In following the quickfire steps outlined above, you have just learned how to buy Chinese stocks at 0% commission. For a more detailed walkthrough, you will find this further down in this guide.
67% of retail investor accounts lose money when trading CFDs with this provider.
The best Chinese stocks to buy right now can be found below.
You will find our full analysis of the above Chinese stocks further down in this guide.
Not all online brokers give you access to Chinese stocks – especially if the shares are listed in Hong Kong. Nevertheless, the best brokers to buy Chinese stocks from can be found below.
We review the above brokers further down in this guide.
The simple answer is yes – it is possible to buy Chinese stocks. This is because most large-scale Chinese companies will choose to list their shares on an international exchange. This makes it possible for investors from around the world to purchase the shares and thus – this has a positive impact on the firm’s market capitalization.
In many cases, Chinese companies will choose to list their shares in the US – with firms typically opting for the NYSE. As a US investor, this makes it super-easy to purchase shares in the respective company. In other cases, the Chinese firm might decide to list their shares on the Hong Kong Stock Exchange. Whilst not all brokers give you access to this marketplace, eToro offers plenty of Hong Kong-listed shares at 0% commission.
There are hundreds of Chinese stocks listed in both the US and Hong Kong – so knowing which companies to invest in can be a daunting process. If your main priority is to gain exposure to the Chinese economy, it’s best to invest in a diversified manner. This will see you buy shares in Chinese companies from a wide range of industries and sectors.
In the sections below, we analyze the very best Chinese stocks to buy right now. Just make sure you perform your own research before you proceed.
NIO is an electric car manufacturer that in some ways, is a direct competitor of Tesla.

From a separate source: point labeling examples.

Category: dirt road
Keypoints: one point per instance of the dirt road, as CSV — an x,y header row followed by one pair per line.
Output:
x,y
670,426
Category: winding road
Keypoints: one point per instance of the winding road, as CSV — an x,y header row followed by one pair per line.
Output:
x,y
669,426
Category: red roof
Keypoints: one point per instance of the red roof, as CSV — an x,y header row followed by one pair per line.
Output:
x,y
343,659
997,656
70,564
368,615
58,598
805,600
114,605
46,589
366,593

However, NIO is largely focused on delivering vehicles to the Chinese economy, which in itself, is the largest marketplace for electric car purchases. Although Chinese products have a global reputation of being budget-natured, this couldn’t be further from the truth in the case of NIO.
On the contrary, NIO has positioned itself as the go-to electric car manufacturer in the luxury market. It is also important to remember that NIO has access to plenty of frontier and emerging markets in the region – namely, which will only help its goal to become the global leader in consumer-based electric vehicles. In terms of how to buy this leading Chinese stock, NIO shares are listed on the NYSE.

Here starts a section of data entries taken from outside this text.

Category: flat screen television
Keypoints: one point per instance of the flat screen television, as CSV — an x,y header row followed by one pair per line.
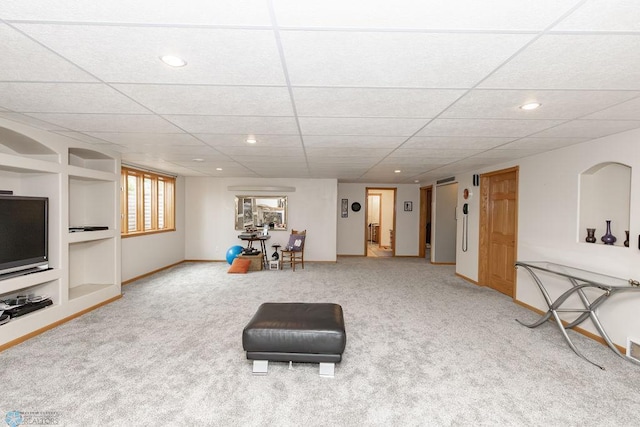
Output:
x,y
24,235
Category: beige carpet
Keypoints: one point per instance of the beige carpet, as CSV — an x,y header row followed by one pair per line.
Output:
x,y
423,348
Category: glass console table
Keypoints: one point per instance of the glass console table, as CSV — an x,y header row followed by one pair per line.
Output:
x,y
579,281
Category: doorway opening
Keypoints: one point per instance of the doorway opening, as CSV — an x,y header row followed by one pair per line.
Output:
x,y
426,206
380,222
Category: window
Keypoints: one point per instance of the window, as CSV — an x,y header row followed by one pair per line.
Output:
x,y
148,202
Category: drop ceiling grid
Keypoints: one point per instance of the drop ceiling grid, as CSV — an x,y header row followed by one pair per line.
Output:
x,y
390,78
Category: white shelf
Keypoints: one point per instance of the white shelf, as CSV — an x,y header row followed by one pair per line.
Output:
x,y
83,187
28,280
89,236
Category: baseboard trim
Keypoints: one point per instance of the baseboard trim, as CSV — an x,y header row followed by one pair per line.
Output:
x,y
142,276
579,330
467,279
56,323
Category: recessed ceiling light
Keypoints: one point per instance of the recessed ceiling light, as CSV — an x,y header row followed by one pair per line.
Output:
x,y
530,106
173,61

When the shares were listed for trading in late 2018, you would have paid around $10 per stock. Since then, NIO stocks have hit highs of $66 each. This translates into a growth of over 560% in just over three years of trading. With that said, at the time of writing in late 2021, the shares have since dipped to the $40 level. And as such, this gives you a superb opportunity to enter the market at a huge discount.
67% of retail investor accounts lose money when trading CFDs with this provider.
If you’re hunting for the best Chinese stocks to buy from a value perspective, it’s difficult to get away from Alibaba. This Chinese company is behind one of the largest online marketplaces – whereby the platform connects wholesalers and importers. Alibaba has since diversified into other niche marketplaces – such as consumer finance, entertainment, mobile technology, and artificial intelligence.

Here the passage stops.